Thank you! that did nothing to ease the knot forming in my chest.
“Okay,” I muttered, half to Rubble where she sat in the passenger seat, half to myself. “So she went home early. Maybe she wasn’t feeling well.”
Except her car wasn’t in the drive when I pulled up to the house we’d been sharing for the past few months.
That didn’t alarm me right off—she might’ve gone to run some errands or stopped by to see Roxie or one of her other relatives.
But when I unlocked the front door and stepped inside, unease sharpened into something dangerously close to fear.
The house was… hollow.
Not empty. But wrong somehow. Her shoes weren’t by the door where she always kicked them off when she came home.
The little caddy that held blank recipe cards and pens that she’d kept on the kitchen counter—gone.
The coffee mug she’d used this morning wasn’t in the sink where she usually left it for me to wash.
“Em?” My voice echoed through the house, bouncing off walls that suddenly felt too big, too empty.
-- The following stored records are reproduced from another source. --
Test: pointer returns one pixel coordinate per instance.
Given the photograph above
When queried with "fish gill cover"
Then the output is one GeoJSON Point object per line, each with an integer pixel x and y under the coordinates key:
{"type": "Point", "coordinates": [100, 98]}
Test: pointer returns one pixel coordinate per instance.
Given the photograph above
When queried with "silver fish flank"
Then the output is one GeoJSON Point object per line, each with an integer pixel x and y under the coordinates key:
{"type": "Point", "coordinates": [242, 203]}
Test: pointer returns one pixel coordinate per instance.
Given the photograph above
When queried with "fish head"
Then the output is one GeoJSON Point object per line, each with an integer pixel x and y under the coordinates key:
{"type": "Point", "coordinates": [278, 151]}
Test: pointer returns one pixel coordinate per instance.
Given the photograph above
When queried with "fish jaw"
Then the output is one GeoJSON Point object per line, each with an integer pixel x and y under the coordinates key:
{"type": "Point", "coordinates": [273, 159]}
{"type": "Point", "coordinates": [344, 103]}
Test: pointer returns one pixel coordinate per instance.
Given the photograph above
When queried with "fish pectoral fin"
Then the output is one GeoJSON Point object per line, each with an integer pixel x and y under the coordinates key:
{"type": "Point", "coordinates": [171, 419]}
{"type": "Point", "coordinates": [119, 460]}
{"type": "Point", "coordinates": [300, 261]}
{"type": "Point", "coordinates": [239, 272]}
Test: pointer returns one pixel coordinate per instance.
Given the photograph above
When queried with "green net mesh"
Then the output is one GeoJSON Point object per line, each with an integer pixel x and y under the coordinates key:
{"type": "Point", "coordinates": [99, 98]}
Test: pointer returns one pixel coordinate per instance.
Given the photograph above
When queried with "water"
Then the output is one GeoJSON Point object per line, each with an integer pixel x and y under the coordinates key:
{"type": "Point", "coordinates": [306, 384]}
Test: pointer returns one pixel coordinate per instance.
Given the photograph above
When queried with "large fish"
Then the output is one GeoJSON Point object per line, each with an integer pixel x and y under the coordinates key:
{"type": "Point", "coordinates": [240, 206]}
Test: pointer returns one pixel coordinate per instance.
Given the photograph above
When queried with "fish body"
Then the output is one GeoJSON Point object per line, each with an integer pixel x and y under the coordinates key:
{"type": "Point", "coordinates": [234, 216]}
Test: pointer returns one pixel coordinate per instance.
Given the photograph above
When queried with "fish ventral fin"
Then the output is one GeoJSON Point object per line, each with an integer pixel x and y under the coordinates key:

I knew before I bolted upstairs that she wasn’t here, but I had to check.
In our bedroom, the closet doors yawned open, emptier than they should have been.
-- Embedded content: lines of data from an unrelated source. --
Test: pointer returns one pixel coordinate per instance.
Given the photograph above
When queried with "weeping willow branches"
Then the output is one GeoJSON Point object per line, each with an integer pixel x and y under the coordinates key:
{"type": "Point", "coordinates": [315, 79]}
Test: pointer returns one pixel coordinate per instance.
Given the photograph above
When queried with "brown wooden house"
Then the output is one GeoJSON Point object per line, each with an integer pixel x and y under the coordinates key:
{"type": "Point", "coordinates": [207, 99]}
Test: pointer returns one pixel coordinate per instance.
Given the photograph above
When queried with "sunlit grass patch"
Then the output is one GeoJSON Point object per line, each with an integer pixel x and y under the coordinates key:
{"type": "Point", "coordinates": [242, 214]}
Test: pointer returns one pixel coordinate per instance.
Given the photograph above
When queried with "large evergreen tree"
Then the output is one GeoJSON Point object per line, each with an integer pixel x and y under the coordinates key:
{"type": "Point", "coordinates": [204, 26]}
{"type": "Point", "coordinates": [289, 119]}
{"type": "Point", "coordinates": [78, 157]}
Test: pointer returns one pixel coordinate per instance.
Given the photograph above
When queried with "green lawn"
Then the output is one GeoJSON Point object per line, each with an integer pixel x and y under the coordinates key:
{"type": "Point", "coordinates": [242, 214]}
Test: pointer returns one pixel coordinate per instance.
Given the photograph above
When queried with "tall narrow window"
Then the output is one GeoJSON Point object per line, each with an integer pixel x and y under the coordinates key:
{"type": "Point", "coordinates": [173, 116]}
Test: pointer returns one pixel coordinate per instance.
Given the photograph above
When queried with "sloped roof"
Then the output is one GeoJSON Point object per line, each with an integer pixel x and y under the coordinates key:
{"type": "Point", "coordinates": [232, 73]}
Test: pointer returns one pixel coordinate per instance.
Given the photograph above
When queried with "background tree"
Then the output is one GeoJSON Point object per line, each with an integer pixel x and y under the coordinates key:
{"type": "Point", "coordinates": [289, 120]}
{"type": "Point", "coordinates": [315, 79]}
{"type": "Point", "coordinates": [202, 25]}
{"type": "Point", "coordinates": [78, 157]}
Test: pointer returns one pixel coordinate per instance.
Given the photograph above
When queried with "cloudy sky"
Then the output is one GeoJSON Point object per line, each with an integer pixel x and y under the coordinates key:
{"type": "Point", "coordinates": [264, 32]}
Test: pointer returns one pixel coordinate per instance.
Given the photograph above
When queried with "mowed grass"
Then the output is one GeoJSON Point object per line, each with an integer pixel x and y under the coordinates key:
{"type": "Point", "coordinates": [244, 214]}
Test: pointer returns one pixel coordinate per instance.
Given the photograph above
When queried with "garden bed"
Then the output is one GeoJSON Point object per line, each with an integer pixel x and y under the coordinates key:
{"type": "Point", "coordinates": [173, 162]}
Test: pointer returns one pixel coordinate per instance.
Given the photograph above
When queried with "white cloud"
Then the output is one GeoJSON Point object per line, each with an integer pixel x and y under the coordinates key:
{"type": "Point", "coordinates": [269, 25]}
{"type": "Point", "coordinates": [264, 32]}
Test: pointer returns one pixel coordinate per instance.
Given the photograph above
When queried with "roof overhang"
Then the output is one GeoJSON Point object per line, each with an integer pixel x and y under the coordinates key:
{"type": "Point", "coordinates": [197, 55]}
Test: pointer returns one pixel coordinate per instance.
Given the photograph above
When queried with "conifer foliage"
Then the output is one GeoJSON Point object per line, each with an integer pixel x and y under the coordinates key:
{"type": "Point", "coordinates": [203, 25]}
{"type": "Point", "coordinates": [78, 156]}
Her clothes were gone—not just a few things like she’d packed for a night away, but everything.
The book she’d been reading last night, some romance with a shirtless guy on the cover, wasn’t on the nightstand.
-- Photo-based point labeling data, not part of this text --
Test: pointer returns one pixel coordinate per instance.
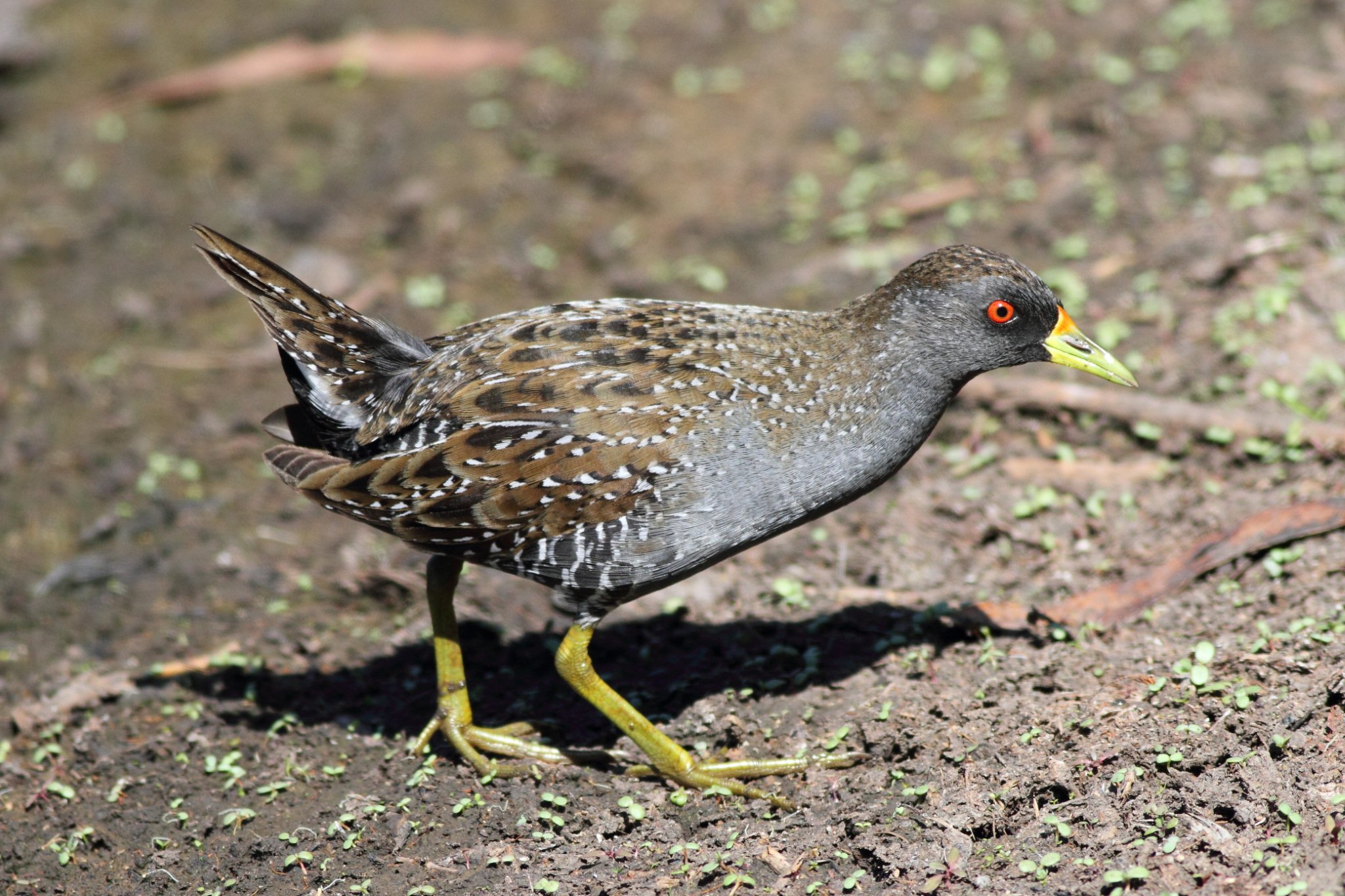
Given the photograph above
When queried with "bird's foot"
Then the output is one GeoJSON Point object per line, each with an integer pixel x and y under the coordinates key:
{"type": "Point", "coordinates": [731, 775]}
{"type": "Point", "coordinates": [471, 742]}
Neither was the little lamp she’d brought from her Gran’s place when she’d moved in.
In the bathroom, her toothbrush wasn’t in the holder beside mine. Neither were the rest of her toiletries—the face cream that smelled like vanilla, the shampoo that made her hair smell like flowers, the lipstick she wore that made me want to kiss it right off her mouth.
And on the dresser in front of the mirror, catching the late afternoon light streaming through the window, were her wedding rings.
I stood in the middle of the bedroom, chest heaving like I’d run a marathon, the silence pressing in like a vise. Horror and disbelief twisted together in my gut until my hands shook and I had to grip the dresser edge to stay upright.
“No.” The word came out as barely more than a whisper. I fumbled for my phone with clumsy fingers, hitting her contact on autopilot.
Straight to voicemail. Her voice, bright and cheerful, asking me to leave a message.
“Baby, it’s me. Call me back. Please. I don’t know what happened, but we can fix it. Just—just call me.” My voice cracked on the last word, and I hung up before I could embarrass myself further.
I stared at the blank screen like I could will it to ring, like I could make her appear just by wanting it badly enough. It didn’t work.
Rubble whined from the doorway, ears back, reading me like she always did. She approached cautiously, the way she did when she sensed something was very wrong.
“I don’t know what happened, girl. I can’t think what they could’ve said that would’ve made her run.” I sank down onto the edge of the bed, the mattress creaking under my weight. “So it must’ve been me. What the hell did I do?”
Rubble just looked up at me with those liquid brown eyes, worry written clear across her features. She pushed her head against my knee, offering what comfort she could.
I scrubbed both hands over my face, trying to shove the panic down enough to think clearly. Standing here wasn’t going to help. Sitting still wasn’t an option, not when my wife was out there somewhere, obviously upset about something serious enough to make her pack up and leave.
Emmaline was out there somewhere, and I couldn’t fix whatever was wrong unless I found her first.
“C’mon, Rookie. Let’s go find your mama.”